Studies have shown that, on the premise of maintaining solubility, any factor that increases the rigidity of the molecular chain is conducive to the stretching of macromolecules in the solution and may increase the surface activity of the polymer.

Application of polymer surfactants

Applications in the pharmaceutical industry

Due to the excellent surface activity of block and graft polymer surfactants, they are widely used in the pharmaceutical industry and can be used as drug carriers, drug emulsifiers, dispersion solubilizers, wetting agents, etc. In addition, polymer surfactants are used as phase transfer catalysts in drug synthesis and are also widely used in drug analysis.

Applications in the petroleum industry

Since the extracted crude oil contains solid paraffin, the fluidity of the crude oil is poor, which brings certain difficulties to the production, storage, transportation, and processing of this easily condensable and highly viscous oil. This problem can be solved by adding a crude oil pour point depressant or Liquidity improver solution. Utilizing the dispersion of oil-soluble polymer surfactants can further improve the fluidity improver and prevent paraffin in fuel oil from forming precipitation during transportation and storage.

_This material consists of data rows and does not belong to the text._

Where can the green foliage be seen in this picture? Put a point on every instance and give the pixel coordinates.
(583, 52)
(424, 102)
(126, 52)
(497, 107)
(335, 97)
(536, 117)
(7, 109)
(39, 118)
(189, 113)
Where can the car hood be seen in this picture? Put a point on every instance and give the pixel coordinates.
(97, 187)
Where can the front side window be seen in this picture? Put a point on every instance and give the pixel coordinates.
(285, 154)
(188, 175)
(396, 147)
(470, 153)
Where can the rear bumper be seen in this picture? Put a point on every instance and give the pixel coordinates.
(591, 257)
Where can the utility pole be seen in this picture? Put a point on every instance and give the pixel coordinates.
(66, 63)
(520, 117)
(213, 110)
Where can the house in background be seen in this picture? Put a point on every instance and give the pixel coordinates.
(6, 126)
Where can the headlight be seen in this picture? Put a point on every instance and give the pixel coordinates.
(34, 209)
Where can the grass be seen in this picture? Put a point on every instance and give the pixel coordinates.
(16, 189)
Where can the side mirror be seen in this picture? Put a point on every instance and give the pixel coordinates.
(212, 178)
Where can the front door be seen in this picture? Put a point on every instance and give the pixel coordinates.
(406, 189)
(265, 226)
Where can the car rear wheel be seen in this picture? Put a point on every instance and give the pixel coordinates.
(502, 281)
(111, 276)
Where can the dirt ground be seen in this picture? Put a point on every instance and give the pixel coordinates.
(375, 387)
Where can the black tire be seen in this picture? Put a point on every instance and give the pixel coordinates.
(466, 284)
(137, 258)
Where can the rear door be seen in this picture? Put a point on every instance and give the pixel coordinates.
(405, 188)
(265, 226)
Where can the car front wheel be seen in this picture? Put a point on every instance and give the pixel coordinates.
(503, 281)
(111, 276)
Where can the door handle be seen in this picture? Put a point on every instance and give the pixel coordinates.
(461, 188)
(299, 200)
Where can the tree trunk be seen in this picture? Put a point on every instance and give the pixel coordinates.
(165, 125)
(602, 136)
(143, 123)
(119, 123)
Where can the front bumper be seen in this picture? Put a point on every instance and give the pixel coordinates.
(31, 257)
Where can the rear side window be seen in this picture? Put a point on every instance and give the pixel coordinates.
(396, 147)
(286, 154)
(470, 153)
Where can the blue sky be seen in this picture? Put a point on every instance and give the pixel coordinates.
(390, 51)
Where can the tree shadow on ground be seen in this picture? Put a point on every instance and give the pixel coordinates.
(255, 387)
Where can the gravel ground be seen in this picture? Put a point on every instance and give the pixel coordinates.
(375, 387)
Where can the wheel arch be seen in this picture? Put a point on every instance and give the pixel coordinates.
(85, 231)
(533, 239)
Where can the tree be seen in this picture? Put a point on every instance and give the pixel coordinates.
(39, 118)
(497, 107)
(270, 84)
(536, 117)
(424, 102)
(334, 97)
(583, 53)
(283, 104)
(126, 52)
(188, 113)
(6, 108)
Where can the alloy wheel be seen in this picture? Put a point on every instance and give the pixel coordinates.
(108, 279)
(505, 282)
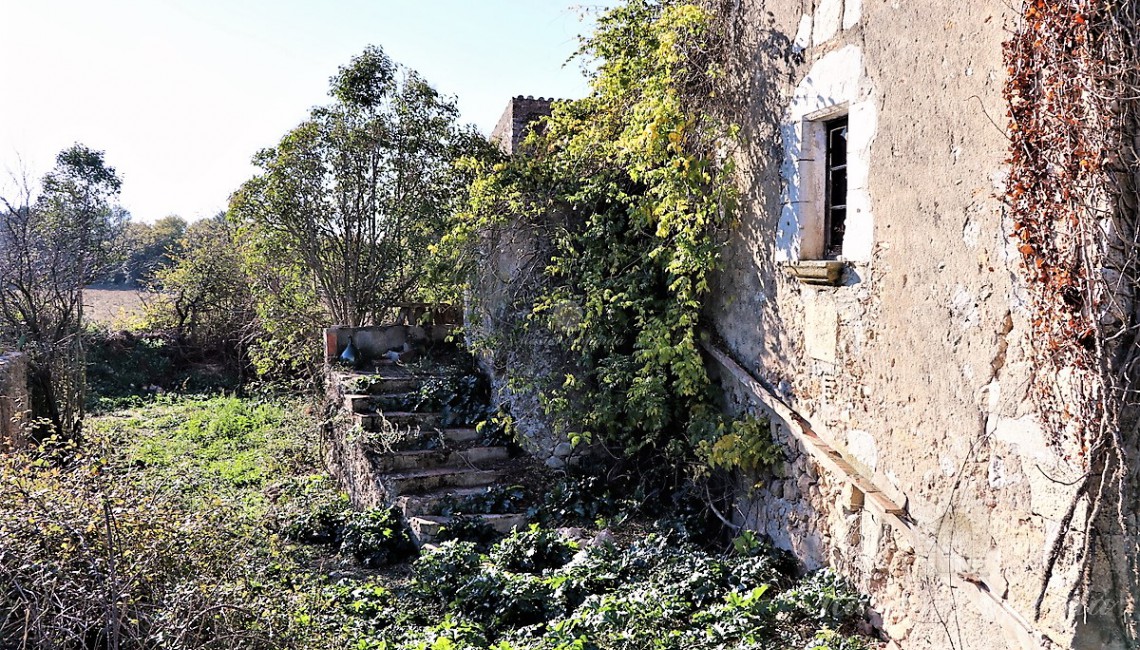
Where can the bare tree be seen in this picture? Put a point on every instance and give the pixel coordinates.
(50, 248)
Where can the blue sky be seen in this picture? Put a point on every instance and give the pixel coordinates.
(180, 94)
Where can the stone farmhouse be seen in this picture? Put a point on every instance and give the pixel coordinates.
(872, 305)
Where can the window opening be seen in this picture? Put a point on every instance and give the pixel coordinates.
(836, 196)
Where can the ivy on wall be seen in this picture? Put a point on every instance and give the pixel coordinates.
(1074, 78)
(638, 178)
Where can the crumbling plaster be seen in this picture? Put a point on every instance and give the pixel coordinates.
(917, 367)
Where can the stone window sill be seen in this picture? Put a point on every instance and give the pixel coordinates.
(820, 273)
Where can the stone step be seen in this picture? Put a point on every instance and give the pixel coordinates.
(432, 502)
(365, 403)
(412, 481)
(428, 458)
(389, 381)
(423, 439)
(425, 528)
(397, 419)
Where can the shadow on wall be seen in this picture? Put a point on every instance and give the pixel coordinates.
(13, 399)
(760, 62)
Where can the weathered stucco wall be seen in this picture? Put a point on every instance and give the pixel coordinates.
(13, 399)
(914, 368)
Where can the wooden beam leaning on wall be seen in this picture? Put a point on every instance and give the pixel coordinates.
(882, 508)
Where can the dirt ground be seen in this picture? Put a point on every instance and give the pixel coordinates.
(112, 306)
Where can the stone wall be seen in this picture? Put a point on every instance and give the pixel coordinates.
(14, 399)
(913, 367)
(522, 362)
(516, 119)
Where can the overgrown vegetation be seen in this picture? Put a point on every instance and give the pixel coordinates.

Application in textile printing and dyeing industry

Polyether polymer surfactants are often used as low-foaming detergents, emulsifiers, dispersants, defoaming agents, antistatic agents, wetting agents, printing and dyeing agents, etc.; polyvinyl alcohol and other polymer compounds are used as thickeners and protective colloids are widely used in the preparation of emulsion-type printing and dyeing auxiliaries; cellulose derivatives such as carboxymethyl cellulose are used in detergents as re-contamination inhibitors; lignin sulfonate, phenolic condensate sulfonate, etc. Used as a dispersant for insoluble dyes.

Application in paper industry

Because polymer surfactants play a very unique and important role in improving paper properties and improving paper machine efficiency, they have received more and more attention from papermaking workers in recent years. Studies have shown that maleic acid monoester is prepared from polyethylene glycol and maleic anhydride with different relative molecular weights, and then polymerized with acrylic acid to form maleic acid monoester and acrylic acid copolymer, which has a significant deinking effect.